As the Sixties progressed the twins, and Ron in particular, became more impudent in their confrontations with authority. They arranged the escape from Dartmoor of Frank "Mad Axeman" Mitchell, and were later acquitted of his murder. They flirted with the Mafia, and looked abroad to expand. But Ron's condition was deteriorating and the responsibility for the firm fell to Reg, who remained staunch in his devotion to his brother. However, after the suicide of his wife, Reg went to pieces, and eventually with Ron's encouragement murdered a troublesome fringe member of the firm.

The killing of Jack ("the Hat") McVitie was the turning-point. The twins could no longer be ignored, and under pressure the firm crumbled. Witnesses to the killings of both Cornell and McVitie were found after a police operation which initially took the Krays off the streets as the result of evidence provided by an agent provocateur working for the United States Treasury.

The Krays' trial in 1969 was a show trial for the Sixties. There was a perception in the beleaguered Establishment that the old order was disintegrating. The twins' sentences of life with a recommendation of 30 years were out of proportion even to the horrendous murders of which they were found guilty. There were frequent campaigns to get them released, numerous books, and a film of their lives.

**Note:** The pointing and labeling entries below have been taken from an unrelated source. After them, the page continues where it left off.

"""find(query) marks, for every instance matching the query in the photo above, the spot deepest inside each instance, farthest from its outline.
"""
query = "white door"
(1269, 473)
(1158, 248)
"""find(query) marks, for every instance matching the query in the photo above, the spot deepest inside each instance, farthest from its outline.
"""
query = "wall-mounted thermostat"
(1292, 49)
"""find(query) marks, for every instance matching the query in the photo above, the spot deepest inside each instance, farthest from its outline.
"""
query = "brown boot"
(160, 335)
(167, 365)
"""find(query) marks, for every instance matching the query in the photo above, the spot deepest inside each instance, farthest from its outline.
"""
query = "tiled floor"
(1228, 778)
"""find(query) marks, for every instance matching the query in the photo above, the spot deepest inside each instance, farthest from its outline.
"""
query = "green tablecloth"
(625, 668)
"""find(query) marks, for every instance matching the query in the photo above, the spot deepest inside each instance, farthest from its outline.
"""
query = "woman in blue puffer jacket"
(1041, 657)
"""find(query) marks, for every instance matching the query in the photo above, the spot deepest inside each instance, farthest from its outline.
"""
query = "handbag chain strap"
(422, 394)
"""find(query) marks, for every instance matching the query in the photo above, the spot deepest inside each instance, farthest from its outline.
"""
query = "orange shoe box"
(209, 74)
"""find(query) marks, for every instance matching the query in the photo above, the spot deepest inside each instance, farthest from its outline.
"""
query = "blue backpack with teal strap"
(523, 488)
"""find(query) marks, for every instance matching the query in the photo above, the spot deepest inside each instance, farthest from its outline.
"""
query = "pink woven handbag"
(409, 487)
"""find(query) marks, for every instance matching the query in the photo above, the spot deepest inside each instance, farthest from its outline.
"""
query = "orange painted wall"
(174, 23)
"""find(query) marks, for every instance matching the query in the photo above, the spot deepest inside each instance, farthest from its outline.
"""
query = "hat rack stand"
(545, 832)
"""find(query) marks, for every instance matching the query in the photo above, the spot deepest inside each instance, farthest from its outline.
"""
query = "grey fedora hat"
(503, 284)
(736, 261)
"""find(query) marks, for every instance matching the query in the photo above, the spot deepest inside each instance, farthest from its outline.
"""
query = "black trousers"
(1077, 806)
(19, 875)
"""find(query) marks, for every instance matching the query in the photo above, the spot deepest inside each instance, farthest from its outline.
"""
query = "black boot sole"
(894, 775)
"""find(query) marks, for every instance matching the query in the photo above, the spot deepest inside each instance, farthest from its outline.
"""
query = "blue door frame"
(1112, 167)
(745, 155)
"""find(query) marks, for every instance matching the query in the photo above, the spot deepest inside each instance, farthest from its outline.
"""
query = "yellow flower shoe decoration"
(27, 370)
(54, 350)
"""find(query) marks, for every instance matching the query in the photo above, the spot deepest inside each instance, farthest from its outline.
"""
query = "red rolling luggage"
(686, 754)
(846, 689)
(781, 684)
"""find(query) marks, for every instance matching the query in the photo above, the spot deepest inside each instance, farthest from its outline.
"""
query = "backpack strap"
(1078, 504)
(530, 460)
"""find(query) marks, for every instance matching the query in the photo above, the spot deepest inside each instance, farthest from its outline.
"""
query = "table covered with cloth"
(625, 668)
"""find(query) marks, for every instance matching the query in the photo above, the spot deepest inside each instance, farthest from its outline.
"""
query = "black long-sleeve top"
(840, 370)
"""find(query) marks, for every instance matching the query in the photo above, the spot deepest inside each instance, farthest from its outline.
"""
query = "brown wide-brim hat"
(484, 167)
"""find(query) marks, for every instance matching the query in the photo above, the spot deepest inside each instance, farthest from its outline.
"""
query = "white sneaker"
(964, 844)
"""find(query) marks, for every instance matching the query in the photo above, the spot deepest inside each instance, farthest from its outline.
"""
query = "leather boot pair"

They were idolised by many as icons of safer, predictable days, exploited by hangers-on and ridiculed by a few ex-gangsters. But it was all irrelevant to Ron, who was certified a paranoid schizophrenic in 1979 and served out his sentence heavily medicated in Broadmoor.

The potent mixture of money, violence, sex, madness andnostalgia that characterised Ron Kray's life ensured that he will not be forgotten. When he was a child his aunt Rose had told Ron that he was "born to hang", and although this proved not to be the case his incarceration ensured that the decline of Britain's most notorious criminal was suspended in front of a voracious audience in a cruel parody of a public execution.

- Ronald Kray, gangster: born London 24 October 1933; married 1985 Elaine Mildener (marriage dissolved 1989), 1989 Kate Howard (marriage dissolved 1994); died Slough 17 March 1995.